The benefit of routinely collecting patient-reported data through a platform like PLM is that it greatly speeds up the assessment process for interventions. Since data are already in place, conducting clinical research does not require building new infrastructure nor collecting new data. According to Heywood, this allowed the researchers at PLM to conduct their study of lithium efficacy in ALS patients in a fraction of the time, and at a fraction of the cost, of the follow-up clinical trials to the 2008 study.

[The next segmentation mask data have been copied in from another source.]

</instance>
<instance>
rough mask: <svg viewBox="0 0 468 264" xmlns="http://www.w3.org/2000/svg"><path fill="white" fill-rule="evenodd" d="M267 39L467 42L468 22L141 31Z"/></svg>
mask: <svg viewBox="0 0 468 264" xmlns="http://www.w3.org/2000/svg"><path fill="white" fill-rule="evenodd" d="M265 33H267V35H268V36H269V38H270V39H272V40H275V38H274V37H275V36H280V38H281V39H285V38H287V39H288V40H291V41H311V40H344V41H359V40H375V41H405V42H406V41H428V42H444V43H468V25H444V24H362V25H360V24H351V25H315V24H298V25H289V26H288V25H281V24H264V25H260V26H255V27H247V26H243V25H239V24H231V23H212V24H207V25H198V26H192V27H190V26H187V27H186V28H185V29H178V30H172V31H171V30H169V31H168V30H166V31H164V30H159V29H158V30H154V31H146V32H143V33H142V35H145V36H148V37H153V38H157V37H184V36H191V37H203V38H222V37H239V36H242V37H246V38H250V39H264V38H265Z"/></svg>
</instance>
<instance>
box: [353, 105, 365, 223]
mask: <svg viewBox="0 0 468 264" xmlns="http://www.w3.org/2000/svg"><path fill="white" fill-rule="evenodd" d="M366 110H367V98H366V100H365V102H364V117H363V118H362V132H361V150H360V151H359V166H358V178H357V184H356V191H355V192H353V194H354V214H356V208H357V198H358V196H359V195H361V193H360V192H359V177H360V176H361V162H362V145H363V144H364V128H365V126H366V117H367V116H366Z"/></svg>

After focusing on the ALS case study, Heywood broadened his discussion to consider the transformation necessary to use data—regardless of source—to improve the health system. He returned to the center question patients value most: Given my status, what is the best outcome I could hope to achieve and how do I get there? The path to answering this question, he suggested, is building learning mechanisms, such as predictive models, into the system to speed discovery, assessment, and implementation. If done effectively, this would converge clinical research and clinical care into one model on a common platform. Heywood proposed that if this is done within the context of what the patient perceives as valuable, and keeps
patients part of the process the whole time, the result will be a learning health system. Heywood concluded his remarks with a series of paradigm shifts necessary to move toward a learning health system (Figure 2-2). These include moving toward a system characterized by sharing rather than privatization, patients as partners rather than subjects in research, accessibility rather than security, learning rather than validation, personalization rather than aggregation, and openness rather than closedness.
FIGURE 2-2 Paradigm shifts required for the realization of a learning health system. Status quo is presented on the left and requirements of a learning health system on the right.